Un coche la esperaba en la pista del aeropuerto de Le Bourget. Un sedán alemán negro, tan silencioso como el jet, con los cristales tintados. El conductor, un hombretón con el cuello más ancho que la cabeza de Chiara, no dijo una palabra. Solo tomó su maleta, le abrió la puerta y se deslizó tras el volante.
Atravesaron París. Chiara observó el familiar desfile de bulevares, los cafés iluminados, la silueta de la Torre Eiffel brillando en la distancia. Pero el grueso cristal blindado del coche amortiguaba los sonidos, convertía la vibrante vida de la ciudad en una película muda. Se sentía como un espécimen bajo un microscopio, transportada de un portaobjetos a otro.
El coche no se detuvo en un hotel. Se adentró en el exclusivo distrito 16 y se deslizó por una rampa subterránea hasta el aparcamiento privado de un edificio haussmaniano de una opulencia casi obscena. El conductor la guio hasta un ascensor privado que ascendió sin detenerse hasta el último piso.
Las puertas se abrieron directamente a una suite que no era una habitación, sino un palacio en el cielo. Tenía dos plantas, una pared entera de cristal con vistas al Bois de Boulogne y un mobiliario minimalista de diseño que probablemente costaba más que todo su taller en Florencia. Sobre una mesa de mármol, había un teléfono y otra nota.

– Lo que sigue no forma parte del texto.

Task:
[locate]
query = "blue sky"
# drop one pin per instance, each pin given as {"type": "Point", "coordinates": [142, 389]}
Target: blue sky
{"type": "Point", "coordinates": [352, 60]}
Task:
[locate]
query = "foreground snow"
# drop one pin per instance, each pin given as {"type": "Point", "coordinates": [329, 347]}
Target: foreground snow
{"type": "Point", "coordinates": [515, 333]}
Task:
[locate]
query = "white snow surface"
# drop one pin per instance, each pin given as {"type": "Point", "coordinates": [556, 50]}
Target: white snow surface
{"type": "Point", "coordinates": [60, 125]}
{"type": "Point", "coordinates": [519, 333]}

Descanse. La recogeré mañana a las diez en punto. A.
Ni una palabra más. Ni un nombre completo. Solo una inicial, una orden disfrazada de cortesía. Chiara recorrió la suite. En el dormitorio principal, su maleta ya había sido deshecha y su ropa colgada en un vestidor del tamaño de su apartamento. En el baño, una bañera de mármol del tamaño de un sarcófago ya estaba llena de agua humeante, con pétalos de rosa flotando en la superficie.
La eficiencia era perfecta. Y aterradora.
No se bañó. Se sirvió un vaso de agua, se acercó al ventanal y miró la ciudad. El Caravaggio. El misterio. Esa era la razón por la que estaba allí. Se aferró a ese pensamiento como un ancla. Era una profesional en una consulta. No era una prisionera.
Pero mientras observaba las luces lejanas, no pudo evitar sentir que las paredes de cristal que la rodeaban no estaban diseñadas para ofrecer una vista, sino para recordarle lo alto que estaba y lo larga que sería la caída.
A las diez en punto de la mañana siguiente, con una puntualidad que ya no la sorprendía, el timbre sonó.
Chiara había elegido su armadura con cuidado: un pantalón de lana gris de corte impecable, una blusa de seda blanca y un blazer negro. Su pelo cobrizo estaba recogido en una coleta severa y su maquillaje era mínimo. Era el uniforme de una experta. No de una invitada.
Abrió la puerta.
El hombre que estaba al otro lado no era el conductor. Era, sin duda, la voz del teléfono. El autor de las notas. A.
Era alto, vestido con un traje gris marengo que se ajustaba a sus anchos hombros como si hubiera nacido con él. Su cabello era oscuro, corto y pulcro. Su rostro era una colección de ángulos afilados: pómulos altos, una mandíbula cincelada, una nariz recta. Era de una belleza brutal y fría, como una escultura romana de un dios de la guerra. Pero fueron sus ojos los que la paralizaron. Eran de un azul pálido, casi del color del hielo glaciar, y la miraron no con interés ni con cortesía, sino con una calma evaluadora, como si estuviera calculando su peso, su densidad, sus puntos de ruptura. No había ni una pizca de emoción en ellos. Estaban vacíos. Muertos.
Y, sin embargo, vio algo más en ellos. Algo que la intrigó. Una inteligencia afilada. Y un cansancio. Un cansancio tan antiguo y profundo que parecía formar parte de la estructura de su alma.
—Signorina Cellini —dijo, y la voz era exactamente la misma: un barítono profundo, controlado, sin inflexiones—. Soy Alexei Vasiliev. Gracias por venir.
No le ofreció la mano. Ella tampoco hizo ningún movimiento para hacerlo.
—Signore Vasiliev. Su empleador me ha traído hasta aquí. Espero que no sea para perder el tiempo.